– Тебе чего, пушка не нужна?
– Не-а.
– Слушай, чувак, ты, может, умеешь сбивать с катушек любого уличного придурка, но в нашем бизнесе люди будут трясти у тебя перед носом совсем не кулаками.
Уинстон пожал плечами.
Деметриус смерил его с головы до ног.
– Ты ж не ссыкло вроде. Не похож.
– Никогда не отступай. Один раз поддашься, больше не остановишься, да? Я просто не люблю пушки.
– Дело твое. Когда сюда ворвутся какие-нибудь мудаки, ты окажешься у них на пути и за твоей жопой смогут укрыться двое или трое наших. Начинаешь завтра в четыре.
Приступив к работе, Уинстон и впрямь оказался «на пути», но не в том смысле, на который надеялся Деметриус. Обязанности у него были простые: с четырех дня до десяти вечера, пять дней в неделю, открывать дверь и с угрожающим видом орать: «Гони бабки, тварь!» – особо упрямым клиентам. Но Уинстону на нервы действовала сама поездка в Бруклин. Проснулись детские травмы, и вся крутизна улетучилась.
Вместо того чтобы, вальяжно развалясь, каждые пять минут пересчитывать деньги, Уинстон носился по притону, наступая людям на ноги, опрокидывая все, к чему прикасался, и без умолку болтая. Он пытался разрядить мрачную атмосферу преступного логова оглушительно глупыми анекдотами. Вы в курсе, почему шотландцы носят килты? После особенно беспомощных шуток… Потому что овца услышит звук расстегиваемой ширинки за сотню футов… В наступившей тишине слышался металлический щелчок. Это Деметриус снимал пистолет с предохранителя.
К тому же Уинстон не знал всевозможные правила и неписаные законы бруклинской наркоторговли.
Крышки какого цвета соответствуют пластиковым ампулам нужного объема? Считать ли переносной телевизор подходящим платежным средством? Он не мог отличить один секретный посвист своих товарищей от другого. Деметриус часто орал:
– Не смей спускать товар в толчок, дубина! Это же брачный клич рубиноголового королька!
К Деметриусу присоединялся Чилли Моуст, и начиналось едкое вербальное бичевание:
– В отличие от нашего секретного сигнала…
– Песни жаворонка в полете…
– Нежное «у-дукка-дукка-у»…
– Старый добрый Alauda arvensis, исходный ареал – Евразия, но получил распространение на северо-западных территориях Канады, если не ошибаюсь.
– Не ошибаешься, ты, бля, без балды ниггер-орнитолог.

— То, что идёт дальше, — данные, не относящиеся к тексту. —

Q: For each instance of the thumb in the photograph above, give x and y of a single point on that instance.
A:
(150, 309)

Последний раз Уинстон услышал этот драгоценный позывной перед тем, как открыл дверь и два каких-то незнакомых ниггера отпихнули его, размахивая пистолетами, не соизволили как следует представиться и объявили о своем приходе, вогнав пулю в свежевыбритую башку Чилли Моуста. И сделал то, что, как предрекали его коллеги, с ним обязательно должно было произойти при виде направленного на него ствола: упал в обморок, «как сучка».
Через три минуты после возвращения в себя Уинстон все еще не мог убраться из квартиры. Что-то его держало. Словно астронавт, связанный фалом с кораблем, дрейфующим в бруклинском эфире, он пытался подобраться к двери, но малейший шум в коридоре или далекие отзвуки сирены отбрасывали его обратно в гостиную. Он начал бормотать под нос:
– Это как в той киношке, испанской, с прибабахом, где богачи не могут выйти из дома. Луи Бустело или типа того. Как это… сюрреализм. Так вот, у меня, видать, приступы сюрреализма.
Приступ красноречия был прерван скрипом половицы за спиной. Уинстон развернулся на месте, сжимая трясущиеся кулаки.
– Кто тут?
– Кто тут? – раздалось в ответ.
Уинстон расслабился.
– Чува-ак, – улыбнулся он и плюхнулся на диван.
В гостиную, опираясь на отставленные вбок костыли, проковылял Фарик Коул. Друзья прозвали Фарика «Плюхом», потому что его нос, губы и лоб располагались в одной евклидовой плоскости. В профиль лицо мало чем отличалось от картонной коробки. Как пружина-слинки, поочередно сжимаясь и разжимаясь, с каждым полусудорожным, развинченным рывком тело Фарика приближалось к Уинстону. Вокруг шеи, словно своеобразные ювелирные спутники, по эллиптическим орбитам обращались две подвески: символ доллара из чистого золота и инкрустированный бриллиантами египетский анх. Фарик остановился у дверного проема и подозрительно уставился на Уинстона.